To answer this question we need a deeper understand of what an oath is. When we take an oath we are creating a Torah prohibition. How can we, mere physical beings, create Torah prohibitions with all the spiritual power implied? The Chiddushei HaRim notes that the word for oath – שבועה – in Hebrew has the same root as the Hebrew word for seven –שבעה . An oath is a verbal commitment that has the agreement all seven of a person's primary character traits. That is to say, an oath is a commitment of one's entire being. Since we are not only physical beings but spiritual ones as well, such a total commitment invokes the Godliness that is within us as well.
This is clear from Chazal who say that before we are born, we are asked to swear that we will be righteous. What is the significance of an oath to a soul? Can a soul take an object to swear upon as we would? Can a soul not tell the truth? However, if we understand an oath as the Chiddushei HaRim explained, that it is a commitment of one's entire being, we will realize that an oath is indeed appropriate for a soul.

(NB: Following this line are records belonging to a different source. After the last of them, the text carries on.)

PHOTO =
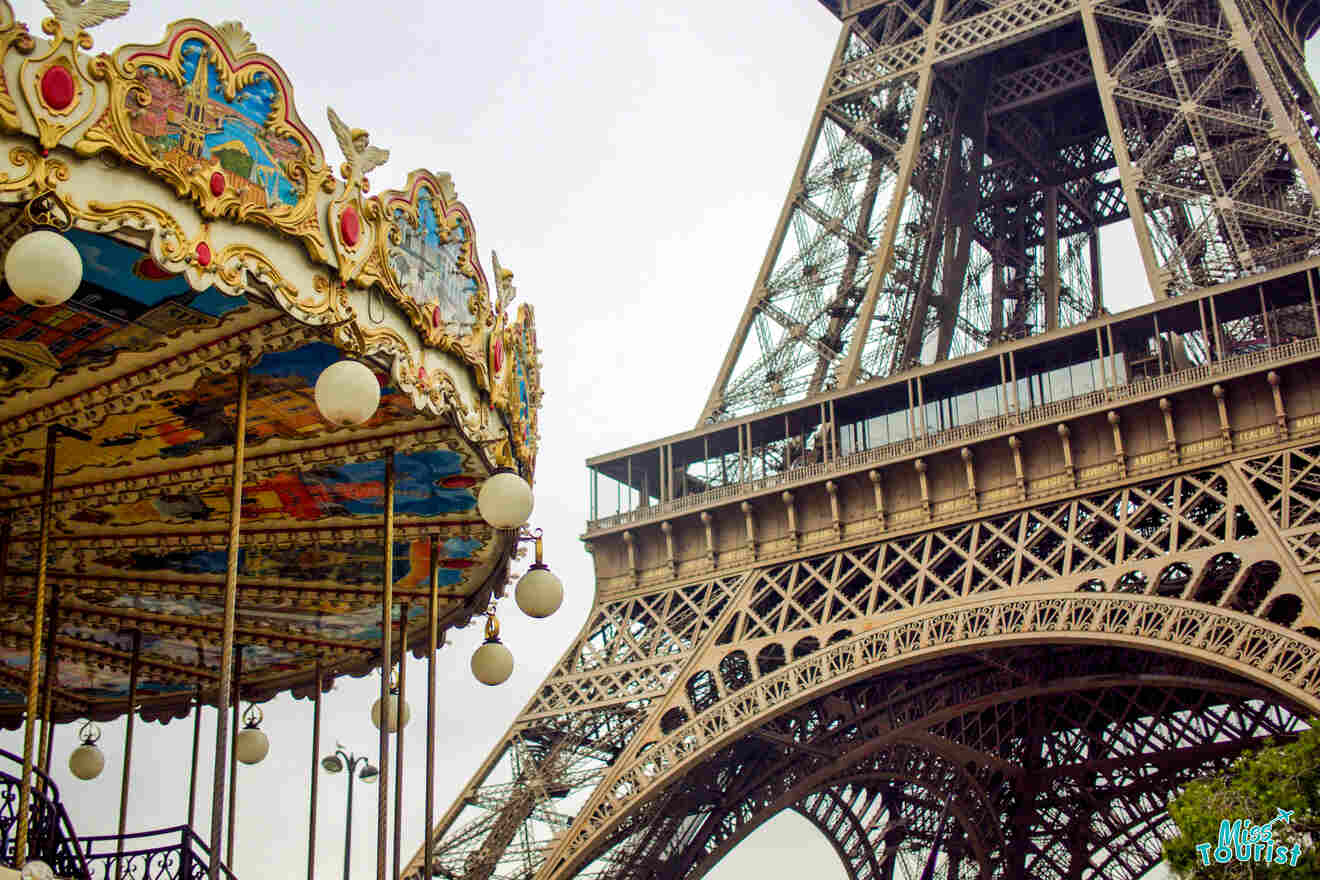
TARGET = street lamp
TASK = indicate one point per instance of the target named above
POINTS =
(337, 763)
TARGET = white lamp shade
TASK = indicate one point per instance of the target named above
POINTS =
(86, 761)
(37, 870)
(252, 746)
(42, 268)
(539, 593)
(347, 392)
(504, 500)
(493, 664)
(386, 710)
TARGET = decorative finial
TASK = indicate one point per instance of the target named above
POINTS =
(362, 157)
(236, 38)
(74, 19)
(504, 289)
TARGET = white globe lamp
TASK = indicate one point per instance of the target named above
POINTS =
(347, 393)
(87, 760)
(493, 662)
(504, 500)
(252, 743)
(42, 268)
(391, 711)
(37, 870)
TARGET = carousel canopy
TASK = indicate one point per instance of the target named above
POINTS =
(215, 236)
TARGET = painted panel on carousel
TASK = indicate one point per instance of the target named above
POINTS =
(428, 484)
(126, 305)
(434, 273)
(353, 562)
(215, 119)
(182, 422)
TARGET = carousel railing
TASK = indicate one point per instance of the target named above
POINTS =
(50, 834)
(166, 854)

The soul certainly realizes that its existence is dependent solely upon God. The soul that is about to enter the world will most certainly desire with all its power to be God's agent in the physical world, to effect its rectification and to do only God's will. This total commitment is the essence of an oath.
The kabbalists teach us that Shabbos is called an oath. Since God is more revealed on Shabbos, it is easier for us to commit to serving Him. This is why Chazal teach us that the Torah was given specifically on Shabbos and we took an oath at the giving of the Torah to keep its laws. At the giving of the Torah, when we heard, "אנכי ה' א-להיך .../I am God, your Lord …" (Shmos 20:2), it was absolutely clear to every one of the nation that his existence is from God. Therefore to commit to keep the Torah, to do God's will, had the force of an oath. We made that commit with our entire beings.
This concept of an oath sheds light on our original question. A person can invoke the Godliness within him, making a total and complete commitment, through an oath only if he is connected with that Godliness. This is why the Midrash teaches that only the righteous may take oaths.